Try it: Read only the mtcars sheet from the bundled datasets.xls, keeping just the first 5 rows. Save the result to ex_cars.

RYour turn: read an xls sheet
# Try it: read the mtcars sheet, first 5 rows ex_cars <- # your code here ex_cars #> Expected: 5 rows, 11 columns

  
Click to reveal solution
RSolution
library(readxl) ex_cars <- read_xls(readxl_example("datasets.xls"), sheet = "mtcars", n_max = 5) dim(ex_cars) #> [1] 5 11

  

Explanation: sheet = "mtcars" selects the tab by name, and n_max = 5 caps the read at five data rows. The header row does not count toward n_max.

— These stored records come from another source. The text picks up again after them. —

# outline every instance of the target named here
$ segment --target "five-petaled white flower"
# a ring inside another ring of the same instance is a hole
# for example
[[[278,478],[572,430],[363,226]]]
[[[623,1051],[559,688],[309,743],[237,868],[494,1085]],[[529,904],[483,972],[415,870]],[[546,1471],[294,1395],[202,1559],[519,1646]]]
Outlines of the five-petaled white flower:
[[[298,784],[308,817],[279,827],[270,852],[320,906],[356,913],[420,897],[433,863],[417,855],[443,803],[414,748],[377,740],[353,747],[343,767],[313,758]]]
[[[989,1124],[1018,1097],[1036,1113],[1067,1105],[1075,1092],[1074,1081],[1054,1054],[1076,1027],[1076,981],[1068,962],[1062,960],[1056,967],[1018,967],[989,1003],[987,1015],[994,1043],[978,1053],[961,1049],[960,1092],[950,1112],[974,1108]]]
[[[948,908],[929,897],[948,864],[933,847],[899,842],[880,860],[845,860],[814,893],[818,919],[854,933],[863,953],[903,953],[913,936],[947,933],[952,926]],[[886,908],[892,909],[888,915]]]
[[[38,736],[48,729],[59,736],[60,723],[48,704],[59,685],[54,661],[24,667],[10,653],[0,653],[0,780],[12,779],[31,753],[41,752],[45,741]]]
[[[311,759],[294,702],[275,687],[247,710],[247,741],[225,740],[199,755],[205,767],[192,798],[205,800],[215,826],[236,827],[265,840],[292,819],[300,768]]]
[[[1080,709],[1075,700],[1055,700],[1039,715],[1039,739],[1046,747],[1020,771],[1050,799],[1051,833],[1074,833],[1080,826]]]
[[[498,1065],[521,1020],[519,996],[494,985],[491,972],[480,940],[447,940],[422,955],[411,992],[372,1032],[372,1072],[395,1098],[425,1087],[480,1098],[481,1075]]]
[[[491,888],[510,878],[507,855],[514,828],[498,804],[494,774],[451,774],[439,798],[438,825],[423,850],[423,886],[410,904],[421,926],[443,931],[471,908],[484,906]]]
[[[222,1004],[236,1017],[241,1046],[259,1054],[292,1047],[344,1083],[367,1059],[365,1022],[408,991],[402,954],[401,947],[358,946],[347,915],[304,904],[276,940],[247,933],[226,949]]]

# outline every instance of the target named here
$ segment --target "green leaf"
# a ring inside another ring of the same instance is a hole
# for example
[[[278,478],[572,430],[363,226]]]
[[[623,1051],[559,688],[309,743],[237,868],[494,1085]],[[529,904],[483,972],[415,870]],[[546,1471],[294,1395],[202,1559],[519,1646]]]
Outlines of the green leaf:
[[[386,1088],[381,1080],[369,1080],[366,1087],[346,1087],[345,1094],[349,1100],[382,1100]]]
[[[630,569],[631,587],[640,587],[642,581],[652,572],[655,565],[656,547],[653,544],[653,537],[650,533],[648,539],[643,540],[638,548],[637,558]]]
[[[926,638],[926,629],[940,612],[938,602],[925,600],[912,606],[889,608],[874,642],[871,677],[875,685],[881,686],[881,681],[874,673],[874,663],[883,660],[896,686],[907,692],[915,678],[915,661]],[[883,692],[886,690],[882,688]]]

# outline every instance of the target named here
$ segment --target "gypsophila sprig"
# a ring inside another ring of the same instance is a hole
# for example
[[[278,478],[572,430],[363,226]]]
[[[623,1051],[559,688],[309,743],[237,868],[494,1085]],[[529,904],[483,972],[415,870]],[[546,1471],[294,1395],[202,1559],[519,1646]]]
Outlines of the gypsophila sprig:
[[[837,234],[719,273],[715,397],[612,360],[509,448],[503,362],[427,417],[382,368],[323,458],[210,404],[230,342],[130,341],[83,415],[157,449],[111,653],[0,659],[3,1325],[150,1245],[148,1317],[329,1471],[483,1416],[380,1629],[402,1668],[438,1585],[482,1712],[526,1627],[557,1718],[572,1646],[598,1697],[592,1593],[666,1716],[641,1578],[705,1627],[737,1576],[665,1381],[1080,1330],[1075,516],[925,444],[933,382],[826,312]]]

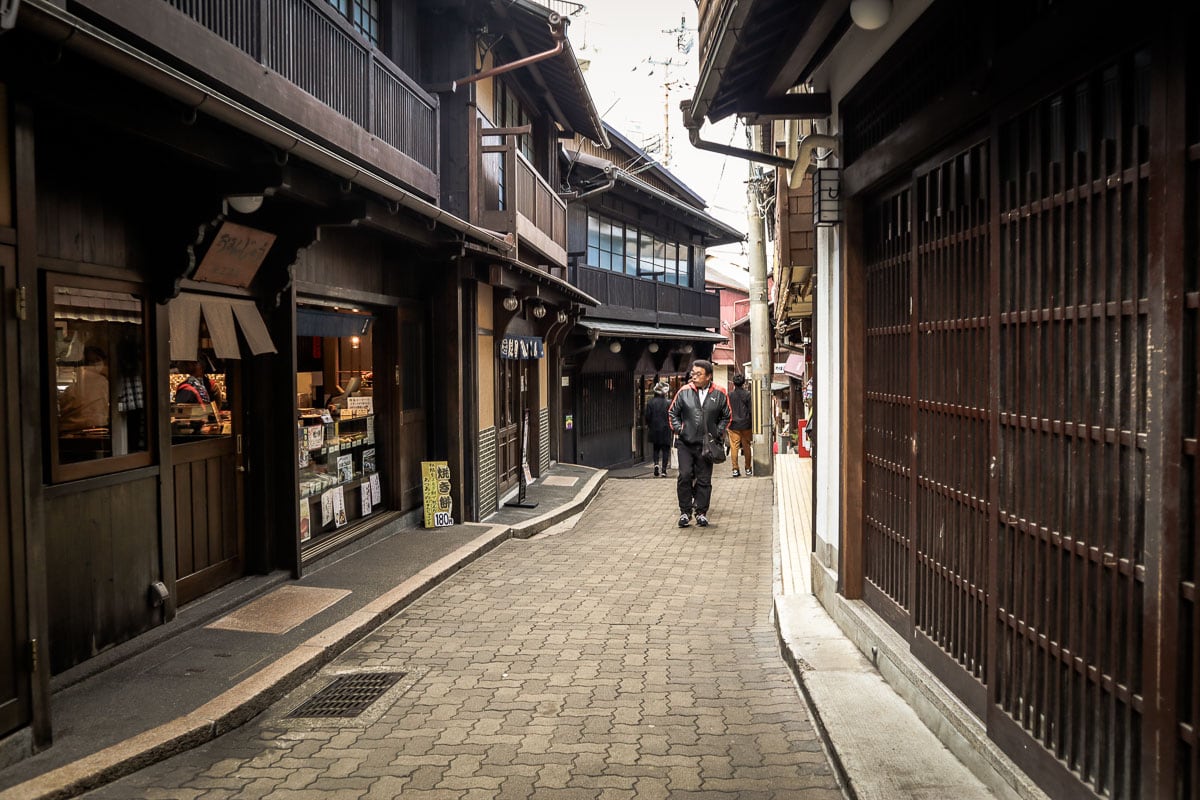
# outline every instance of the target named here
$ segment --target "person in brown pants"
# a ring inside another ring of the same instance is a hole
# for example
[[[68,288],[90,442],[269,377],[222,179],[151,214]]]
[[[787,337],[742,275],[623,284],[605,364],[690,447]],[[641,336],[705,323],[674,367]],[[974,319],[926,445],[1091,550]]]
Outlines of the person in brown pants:
[[[735,478],[754,474],[750,467],[750,440],[753,438],[750,431],[750,392],[747,391],[745,383],[745,375],[734,375],[733,390],[729,392],[729,407],[733,412],[729,420],[729,463],[733,467]],[[742,472],[738,472],[739,449],[745,454],[746,469]]]

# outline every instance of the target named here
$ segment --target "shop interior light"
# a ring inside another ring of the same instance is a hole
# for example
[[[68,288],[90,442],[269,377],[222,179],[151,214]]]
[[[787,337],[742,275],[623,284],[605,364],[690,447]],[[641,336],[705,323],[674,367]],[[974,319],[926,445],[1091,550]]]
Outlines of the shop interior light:
[[[546,306],[543,305],[542,303],[537,303],[536,305],[534,305],[532,311],[533,311],[533,315],[535,317],[537,317],[538,319],[541,319],[542,317],[546,316]]]
[[[565,311],[559,311],[559,312],[558,312],[558,316],[556,316],[556,317],[555,317],[555,319],[557,319],[557,320],[558,320],[558,324],[559,324],[559,325],[562,325],[562,324],[566,323],[566,321],[567,321],[567,312],[565,312]]]
[[[892,0],[851,0],[850,19],[864,31],[882,28],[892,16]]]
[[[609,352],[619,353],[619,352],[621,352],[621,343],[618,342],[616,339],[613,339],[611,342],[608,343],[608,349],[609,349]]]
[[[649,350],[651,353],[657,353],[658,352],[658,342],[651,342],[650,346],[647,347],[646,349]]]
[[[517,295],[515,293],[504,298],[500,304],[504,306],[505,311],[516,311],[521,307],[521,301],[517,299]]]
[[[350,337],[350,347],[352,347],[352,348],[353,348],[353,349],[355,349],[355,350],[357,350],[357,349],[358,349],[358,345],[359,345],[361,342],[362,342],[362,340],[361,340],[361,339],[359,339],[357,336],[351,336],[351,337]]]
[[[225,202],[239,214],[253,214],[262,208],[263,196],[261,194],[231,194],[225,198]]]

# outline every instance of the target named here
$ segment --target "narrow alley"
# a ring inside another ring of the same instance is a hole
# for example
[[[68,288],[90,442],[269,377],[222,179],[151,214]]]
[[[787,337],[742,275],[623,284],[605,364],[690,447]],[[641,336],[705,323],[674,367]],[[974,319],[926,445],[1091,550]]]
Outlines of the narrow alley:
[[[842,797],[771,621],[772,482],[718,480],[707,529],[674,492],[608,481],[242,729],[88,796]],[[405,673],[386,707],[287,716],[379,670]]]

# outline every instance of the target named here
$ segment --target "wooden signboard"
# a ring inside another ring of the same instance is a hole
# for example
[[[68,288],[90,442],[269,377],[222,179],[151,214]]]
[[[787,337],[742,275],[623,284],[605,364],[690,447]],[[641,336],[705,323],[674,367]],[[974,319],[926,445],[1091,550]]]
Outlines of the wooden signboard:
[[[192,277],[198,281],[245,288],[254,280],[274,243],[273,233],[223,222]]]
[[[425,527],[453,525],[450,465],[445,461],[422,461],[421,488],[425,495]]]

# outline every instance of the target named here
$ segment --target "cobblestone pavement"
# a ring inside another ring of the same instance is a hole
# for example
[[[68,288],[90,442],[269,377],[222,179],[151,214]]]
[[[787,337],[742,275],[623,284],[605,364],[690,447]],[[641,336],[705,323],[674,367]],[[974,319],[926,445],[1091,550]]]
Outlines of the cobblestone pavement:
[[[276,708],[87,796],[840,800],[769,618],[771,482],[718,479],[707,529],[676,527],[674,493],[609,481]],[[407,675],[357,719],[285,717],[384,668]]]

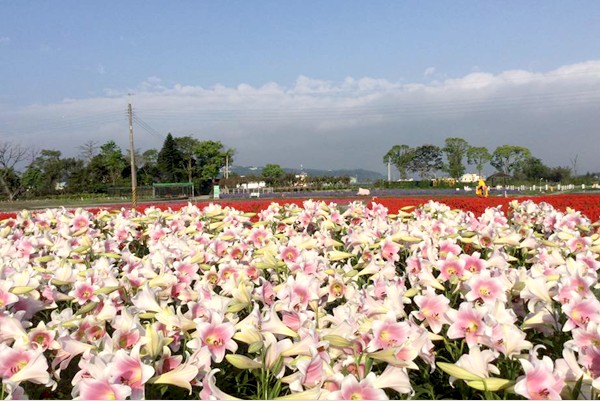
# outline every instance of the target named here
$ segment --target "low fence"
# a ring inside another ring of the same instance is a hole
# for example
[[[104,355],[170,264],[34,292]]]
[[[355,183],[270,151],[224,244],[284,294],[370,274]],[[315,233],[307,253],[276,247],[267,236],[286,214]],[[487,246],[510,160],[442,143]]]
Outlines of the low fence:
[[[491,189],[495,189],[498,191],[501,190],[510,190],[510,191],[544,191],[544,192],[554,192],[554,191],[575,191],[575,190],[583,190],[586,189],[598,189],[597,185],[575,185],[575,184],[543,184],[543,185],[496,185],[495,187],[491,187]]]
[[[111,198],[131,198],[131,187],[108,187],[106,193]],[[137,187],[138,198],[152,198],[152,187]]]

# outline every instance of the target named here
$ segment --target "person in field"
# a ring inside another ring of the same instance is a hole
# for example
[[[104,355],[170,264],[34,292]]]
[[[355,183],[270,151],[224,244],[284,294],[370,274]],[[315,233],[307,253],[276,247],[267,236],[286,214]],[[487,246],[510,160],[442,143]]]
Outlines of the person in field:
[[[483,179],[479,179],[479,183],[477,184],[477,189],[475,190],[475,193],[477,194],[477,196],[480,198],[487,198],[488,192],[489,192],[489,189],[488,189],[487,185],[485,185],[485,181]]]

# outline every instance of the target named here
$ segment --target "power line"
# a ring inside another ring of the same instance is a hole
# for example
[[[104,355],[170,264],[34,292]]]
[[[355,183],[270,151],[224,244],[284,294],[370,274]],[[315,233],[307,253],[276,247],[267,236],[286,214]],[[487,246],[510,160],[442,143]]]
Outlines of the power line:
[[[600,100],[598,91],[581,91],[566,94],[529,94],[520,97],[504,96],[488,99],[425,101],[411,104],[385,104],[379,106],[313,107],[309,109],[213,109],[199,111],[144,109],[145,118],[162,121],[277,121],[335,119],[348,117],[379,117],[398,114],[447,114],[506,110],[515,107],[543,104],[544,107],[566,107],[595,103]]]
[[[161,140],[164,140],[166,138],[166,135],[163,135],[160,132],[158,132],[157,130],[155,130],[154,128],[152,128],[152,126],[150,126],[150,124],[148,124],[144,120],[142,120],[137,114],[133,115],[133,121],[136,122],[147,133],[149,133]]]

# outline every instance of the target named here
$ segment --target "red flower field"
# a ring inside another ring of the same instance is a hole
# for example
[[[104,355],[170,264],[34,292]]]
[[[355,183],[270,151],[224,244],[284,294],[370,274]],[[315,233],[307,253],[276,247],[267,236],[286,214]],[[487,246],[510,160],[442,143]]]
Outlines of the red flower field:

read_xls() is one reader in a family of import functions. These cover the formats you meet alongside legacy Excel files:

  • read_xlsx() reads modern .xlsx workbooks.
  • read_excel() auto-detects .xls or .xlsx and dispatches.
  • excel_sheets() lists sheet names before you read.
  • read_csv() reads comma-separated text files.
  • read_sav() from haven reads SPSS data files.

See the official readxl reference for the full argument list.

FAQ

What is the difference between read_xls() and read_excel()?

read_xls() reads only the legacy binary .xls format and errors on anything else. read_excel() inspects the file first, then calls read_xls() or read_xlsx() for you. Use read_excel() when a script must accept either format, and read_xls() when every file should be the old format so a wrong one fails loudly.

Can read_xls() read .xlsx files?

No. read_xls() uses the libxls engine, which only understands the pre-2007 binary format. Calling it on a .xlsx file raises a "not a valid binary" error. Use read_xlsx() for modern workbooks, or read_excel() if you want automatic detection of either format.

How do I read a specific sheet with read_xls()?

Pass the sheet argument either a name or a position. read_xls("data.xls", sheet = "Sales") reads the tab called Sales, and read_xls("data.xls", sheet = 2) reads the second tab. Call excel_sheets("data.xls") first to see every sheet name in the workbook.

Why does read_xls() return dates as numbers?

Excel stores dates as serial numbers counted from 1899 or 1904. When a column mixes dates with text, the type guesser may settle on numeric and leave the serials raw. Fix it by setting col_types = "date" for that column so read_xls() converts the serials to proper date-times.